Dissertation: Evaluating a Simple Network Monitoring Protocol
This study is an evaluation of a Simple Network Monitoring Protocol (SNMP), a network monitoring protocol that is commonly used in the industry to monitor networks. SNMP is based on the first network monitoring protocol, which is the Simple Gateway Monitoring Protocol (SGMP). There are three versions of this protocol, these being the SNMPv1, SNMPv2c and SNMPv3 and all use the 161 predefined UDP port to send SNMP messages on it. In particular, this study seeks to determine the possible reason/s why Windows systems do not support the latest version of the protocol while a Linux system does.

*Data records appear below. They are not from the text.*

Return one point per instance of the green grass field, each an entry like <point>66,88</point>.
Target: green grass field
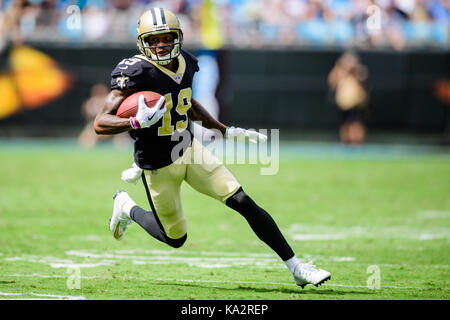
<point>350,212</point>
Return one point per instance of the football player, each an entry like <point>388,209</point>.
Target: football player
<point>164,67</point>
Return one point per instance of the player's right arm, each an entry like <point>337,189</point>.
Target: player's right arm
<point>106,121</point>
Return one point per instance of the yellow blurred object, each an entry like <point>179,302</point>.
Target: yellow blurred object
<point>10,102</point>
<point>38,78</point>
<point>33,80</point>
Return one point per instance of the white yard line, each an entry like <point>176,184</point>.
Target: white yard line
<point>206,281</point>
<point>42,295</point>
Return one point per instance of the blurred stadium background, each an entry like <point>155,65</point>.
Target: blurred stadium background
<point>264,64</point>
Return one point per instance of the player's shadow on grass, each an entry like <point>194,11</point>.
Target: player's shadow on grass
<point>321,291</point>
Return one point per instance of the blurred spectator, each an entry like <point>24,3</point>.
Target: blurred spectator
<point>442,92</point>
<point>252,23</point>
<point>88,138</point>
<point>350,96</point>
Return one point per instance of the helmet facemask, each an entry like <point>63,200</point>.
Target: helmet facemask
<point>146,48</point>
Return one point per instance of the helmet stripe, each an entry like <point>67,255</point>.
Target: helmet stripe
<point>163,16</point>
<point>158,17</point>
<point>154,16</point>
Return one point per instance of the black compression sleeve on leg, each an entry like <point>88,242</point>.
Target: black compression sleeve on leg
<point>261,223</point>
<point>150,223</point>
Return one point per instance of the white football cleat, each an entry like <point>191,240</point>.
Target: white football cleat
<point>308,274</point>
<point>119,221</point>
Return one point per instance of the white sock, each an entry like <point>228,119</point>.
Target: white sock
<point>292,263</point>
<point>129,203</point>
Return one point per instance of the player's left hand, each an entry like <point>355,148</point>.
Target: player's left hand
<point>253,136</point>
<point>132,174</point>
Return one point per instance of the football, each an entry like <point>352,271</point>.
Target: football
<point>129,106</point>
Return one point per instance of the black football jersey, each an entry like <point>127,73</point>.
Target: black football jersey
<point>165,141</point>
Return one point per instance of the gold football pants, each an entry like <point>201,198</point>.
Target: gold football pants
<point>202,170</point>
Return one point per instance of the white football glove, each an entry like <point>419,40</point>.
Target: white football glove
<point>132,175</point>
<point>148,116</point>
<point>253,136</point>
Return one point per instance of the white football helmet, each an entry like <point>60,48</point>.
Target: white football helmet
<point>157,21</point>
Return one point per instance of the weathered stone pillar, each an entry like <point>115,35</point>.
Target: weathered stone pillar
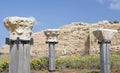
<point>20,40</point>
<point>51,39</point>
<point>104,36</point>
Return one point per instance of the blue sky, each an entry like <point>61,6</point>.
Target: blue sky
<point>56,13</point>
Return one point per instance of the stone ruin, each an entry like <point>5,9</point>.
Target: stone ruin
<point>76,39</point>
<point>19,27</point>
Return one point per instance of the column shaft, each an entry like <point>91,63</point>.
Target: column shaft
<point>51,56</point>
<point>19,58</point>
<point>104,58</point>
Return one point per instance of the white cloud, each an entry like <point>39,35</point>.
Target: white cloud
<point>100,1</point>
<point>115,5</point>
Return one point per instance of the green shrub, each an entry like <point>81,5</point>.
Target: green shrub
<point>84,62</point>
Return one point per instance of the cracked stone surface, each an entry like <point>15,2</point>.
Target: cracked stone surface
<point>19,27</point>
<point>51,35</point>
<point>104,35</point>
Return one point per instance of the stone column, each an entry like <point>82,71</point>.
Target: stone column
<point>20,30</point>
<point>104,36</point>
<point>51,39</point>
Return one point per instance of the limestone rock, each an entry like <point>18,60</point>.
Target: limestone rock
<point>19,27</point>
<point>51,35</point>
<point>104,35</point>
<point>76,39</point>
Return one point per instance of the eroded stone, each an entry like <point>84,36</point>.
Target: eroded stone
<point>51,35</point>
<point>19,27</point>
<point>104,35</point>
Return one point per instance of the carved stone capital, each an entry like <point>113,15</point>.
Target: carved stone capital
<point>104,35</point>
<point>19,27</point>
<point>51,35</point>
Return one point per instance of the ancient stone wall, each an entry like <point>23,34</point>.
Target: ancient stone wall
<point>76,39</point>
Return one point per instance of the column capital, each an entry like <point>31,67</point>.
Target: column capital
<point>19,27</point>
<point>104,35</point>
<point>51,35</point>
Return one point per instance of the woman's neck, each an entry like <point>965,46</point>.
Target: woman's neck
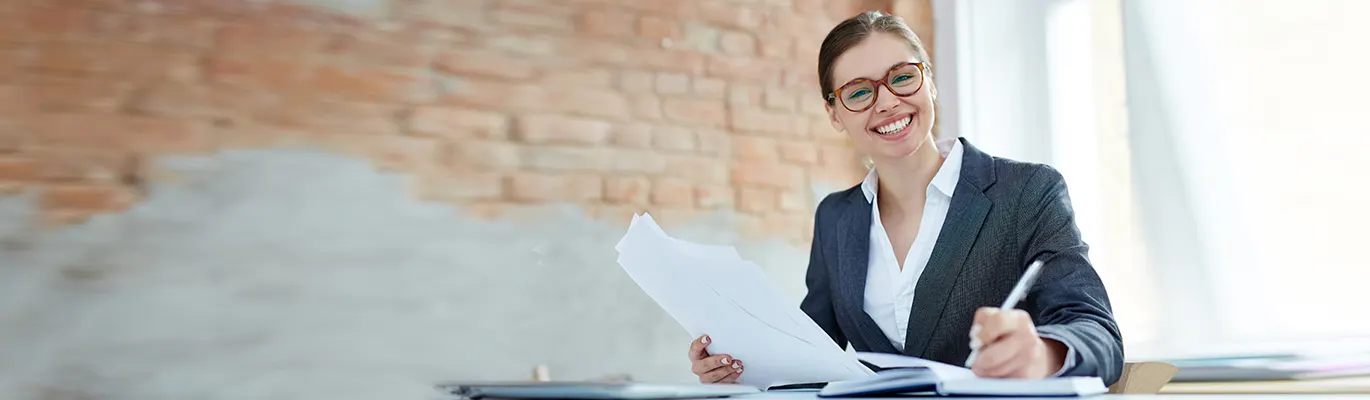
<point>904,180</point>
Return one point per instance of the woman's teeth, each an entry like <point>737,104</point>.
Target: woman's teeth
<point>895,126</point>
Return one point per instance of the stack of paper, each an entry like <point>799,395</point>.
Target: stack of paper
<point>710,289</point>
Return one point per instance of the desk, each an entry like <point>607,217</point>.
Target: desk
<point>811,395</point>
<point>1359,385</point>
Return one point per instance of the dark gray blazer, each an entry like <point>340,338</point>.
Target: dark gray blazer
<point>1003,215</point>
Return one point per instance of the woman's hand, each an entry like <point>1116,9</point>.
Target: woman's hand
<point>713,369</point>
<point>1009,347</point>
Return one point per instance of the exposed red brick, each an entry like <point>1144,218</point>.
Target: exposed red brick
<point>673,139</point>
<point>539,186</point>
<point>793,200</point>
<point>636,81</point>
<point>698,170</point>
<point>15,169</point>
<point>184,100</point>
<point>752,148</point>
<point>458,122</point>
<point>769,174</point>
<point>485,155</point>
<point>461,186</point>
<point>119,132</point>
<point>626,189</point>
<point>695,113</point>
<point>645,107</point>
<point>767,122</point>
<point>671,84</point>
<point>369,85</point>
<point>633,136</point>
<point>799,152</point>
<point>84,165</point>
<point>502,106</point>
<point>658,28</point>
<point>86,197</point>
<point>487,65</point>
<point>561,158</point>
<point>637,162</point>
<point>737,44</point>
<point>754,199</point>
<point>673,192</point>
<point>718,196</point>
<point>714,143</point>
<point>578,77</point>
<point>607,23</point>
<point>543,129</point>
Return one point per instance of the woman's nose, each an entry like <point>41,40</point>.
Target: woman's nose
<point>885,99</point>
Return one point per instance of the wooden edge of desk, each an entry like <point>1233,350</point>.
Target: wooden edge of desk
<point>1355,385</point>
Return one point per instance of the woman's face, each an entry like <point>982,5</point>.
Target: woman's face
<point>892,126</point>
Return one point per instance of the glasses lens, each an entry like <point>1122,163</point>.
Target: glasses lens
<point>858,95</point>
<point>906,80</point>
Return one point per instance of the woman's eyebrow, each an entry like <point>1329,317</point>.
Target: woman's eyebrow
<point>882,74</point>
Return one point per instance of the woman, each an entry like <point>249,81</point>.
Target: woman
<point>917,258</point>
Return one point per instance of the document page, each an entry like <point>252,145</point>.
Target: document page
<point>710,289</point>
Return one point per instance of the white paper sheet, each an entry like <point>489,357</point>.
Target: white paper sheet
<point>710,289</point>
<point>888,360</point>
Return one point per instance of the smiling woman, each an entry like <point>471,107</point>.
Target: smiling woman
<point>914,259</point>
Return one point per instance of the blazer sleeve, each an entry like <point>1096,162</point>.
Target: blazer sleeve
<point>1069,302</point>
<point>818,300</point>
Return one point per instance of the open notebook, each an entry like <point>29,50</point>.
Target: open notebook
<point>904,374</point>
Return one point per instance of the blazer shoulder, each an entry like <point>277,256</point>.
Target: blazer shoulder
<point>836,200</point>
<point>1028,176</point>
<point>833,204</point>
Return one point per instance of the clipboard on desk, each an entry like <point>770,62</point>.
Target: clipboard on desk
<point>592,391</point>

All the SNMP versions use a database to manage entities and this is called the Management Information Base (MIB). For the testing scenario, multiple virtual network tools were used. To create the virtual machines that would host all the Windows operating systems, Linux operating system and one Kali Linux host, the Oracle Virtual Box was chosen. A network simulator was set up to interconnect these virtual machines. The GNS3 is a program that allows the integration of the virtual machines created using the Oracle Virtual Box directly and thereby allowing for a more realistic scenario. To monitor the SNMP host created on the GNS3, there was the need for a network monitoring tool that uses all the SNMP versions to monitor devices on a network. Cacti is one of the most commonly network monitoring tools used in the industry. Finally, to simulate a normal amount of network traffic between the devices on both Linux and Windows systems, each of the clients would have installed a program called NetflowGenerator, which, as its name implies, directs network traffic to a single target (Windows Server in the case of the Windows network and Linux Ubuntu Server for the Linux network).
After extensive testing on the scenario created by using GNS3 and the graphical tool on Cacti, the result demonstrated no significant difference between using SNMPv2c and SNMPv3, since when the devices that hosted the various types of protocols were under attack, they reacted almost the same. In testing the network, a DDOS attack was carried out using the afore-mentioned process. In conclusion, although there are small advantages when using SNMPv3 in terms of security, they are not enough to warrant the implementation of such protocol version.